What do you do in a museum? What do you do with all these paintings and sculptures and frescos you are supposed to appreciate, evaluate, love? Would it not be so much easier of they were some kind of food you could swallow and then say just how hungry you are? The picture was good and you are sated. The picture was bad and you are starving. (I believe I once covered this in a Russian sketch.) Really, do you just look at them and hope that deep down you are becoming a better person?
You can of course make notes and then never read them.
You can take photos and then delete them.
You can try to remember the name and the title and then happily forget both.
You can save the leaflet and then fail to recreate.
You can trust the old saying that ‘paintings heal’ and then die of pneumonia.
But I like the idea expressed by Julian Barnes in one of his recent articles: ‘Art does not just capture the thrill of life; sometimes, it is that thrill’.

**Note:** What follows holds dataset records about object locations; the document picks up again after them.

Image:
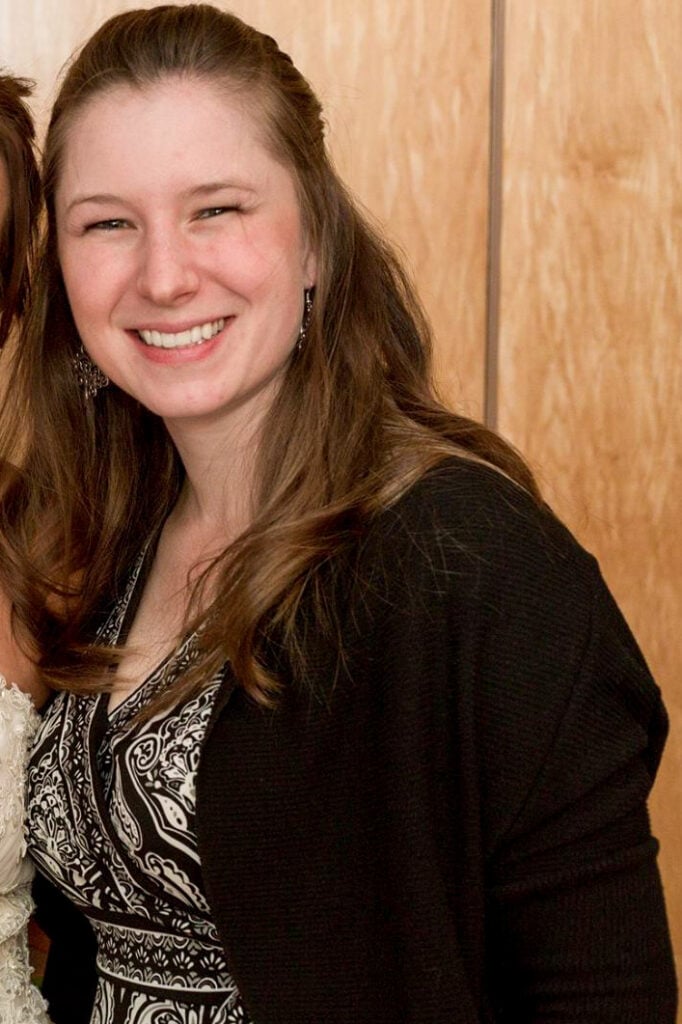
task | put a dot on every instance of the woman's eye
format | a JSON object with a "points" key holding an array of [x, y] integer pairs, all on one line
{"points": [[216, 211], [114, 224]]}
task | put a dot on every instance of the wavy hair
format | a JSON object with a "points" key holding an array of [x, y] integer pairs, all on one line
{"points": [[354, 423], [17, 230]]}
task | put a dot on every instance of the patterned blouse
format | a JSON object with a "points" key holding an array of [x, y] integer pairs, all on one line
{"points": [[112, 823]]}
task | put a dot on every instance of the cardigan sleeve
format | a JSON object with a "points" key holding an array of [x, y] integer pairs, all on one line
{"points": [[578, 928]]}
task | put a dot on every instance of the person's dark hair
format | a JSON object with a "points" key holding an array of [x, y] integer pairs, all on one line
{"points": [[17, 228], [354, 424]]}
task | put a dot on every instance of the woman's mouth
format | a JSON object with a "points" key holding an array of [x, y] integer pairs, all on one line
{"points": [[193, 336]]}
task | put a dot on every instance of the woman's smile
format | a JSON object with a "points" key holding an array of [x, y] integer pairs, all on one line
{"points": [[184, 268]]}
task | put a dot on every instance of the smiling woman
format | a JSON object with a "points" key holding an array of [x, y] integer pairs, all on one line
{"points": [[350, 728], [186, 267]]}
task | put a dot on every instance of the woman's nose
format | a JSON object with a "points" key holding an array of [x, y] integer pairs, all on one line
{"points": [[167, 271]]}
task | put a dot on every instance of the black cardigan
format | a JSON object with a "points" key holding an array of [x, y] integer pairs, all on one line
{"points": [[448, 823]]}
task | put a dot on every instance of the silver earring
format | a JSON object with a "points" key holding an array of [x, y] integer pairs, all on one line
{"points": [[305, 323], [90, 378]]}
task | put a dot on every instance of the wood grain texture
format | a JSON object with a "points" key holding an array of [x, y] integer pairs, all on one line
{"points": [[406, 88], [590, 363]]}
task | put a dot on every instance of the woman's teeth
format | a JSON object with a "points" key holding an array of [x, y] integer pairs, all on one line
{"points": [[194, 336]]}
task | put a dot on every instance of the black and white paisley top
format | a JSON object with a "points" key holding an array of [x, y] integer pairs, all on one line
{"points": [[112, 823]]}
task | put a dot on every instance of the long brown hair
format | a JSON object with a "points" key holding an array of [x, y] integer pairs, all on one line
{"points": [[354, 424], [17, 230]]}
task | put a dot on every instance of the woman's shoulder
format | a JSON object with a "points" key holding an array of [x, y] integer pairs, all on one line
{"points": [[469, 520]]}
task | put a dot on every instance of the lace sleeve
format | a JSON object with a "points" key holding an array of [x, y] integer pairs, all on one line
{"points": [[19, 1000]]}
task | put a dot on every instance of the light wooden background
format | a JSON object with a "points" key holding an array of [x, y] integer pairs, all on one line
{"points": [[588, 367]]}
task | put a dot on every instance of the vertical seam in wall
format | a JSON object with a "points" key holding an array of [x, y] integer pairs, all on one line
{"points": [[491, 382]]}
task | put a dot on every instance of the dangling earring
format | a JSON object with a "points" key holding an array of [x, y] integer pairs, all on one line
{"points": [[90, 378], [305, 323]]}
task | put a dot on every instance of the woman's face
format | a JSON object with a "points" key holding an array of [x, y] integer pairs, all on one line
{"points": [[182, 250]]}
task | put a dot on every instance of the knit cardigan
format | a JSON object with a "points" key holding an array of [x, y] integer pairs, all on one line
{"points": [[444, 823]]}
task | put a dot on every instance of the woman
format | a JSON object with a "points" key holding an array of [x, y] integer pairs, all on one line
{"points": [[350, 728], [19, 1001]]}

A few months ago, in the Neue Pinakothek in Munich, I saw a few paintings of Gabriel von Max, an Austrian artist whose most famous works were created at the end of the 19th century. And one painting in particular: “Die ekstatische Jungfrau Katharina Emmerich”. Katharina was a nun from a secularized German convent who reportedly experienced stigmata every Friday in 1813. But it was the vision that thrilled me. The grey whiteness of her dress, the crucifix which lay spread on her legs and the burning candle that looked so real you could almost feel the flame. Katharina’s face looked pale and painfully unhealthy, and the quiet torment seemed both frightening and fascinating.
There is no such question as to what you should do in a museum. When you see something like that painting, and your mind is bereft of all rational thinking, when you can’t move, you know you’ve experienced it. But as soon as you can explain what it is, the world becomes just this much less special.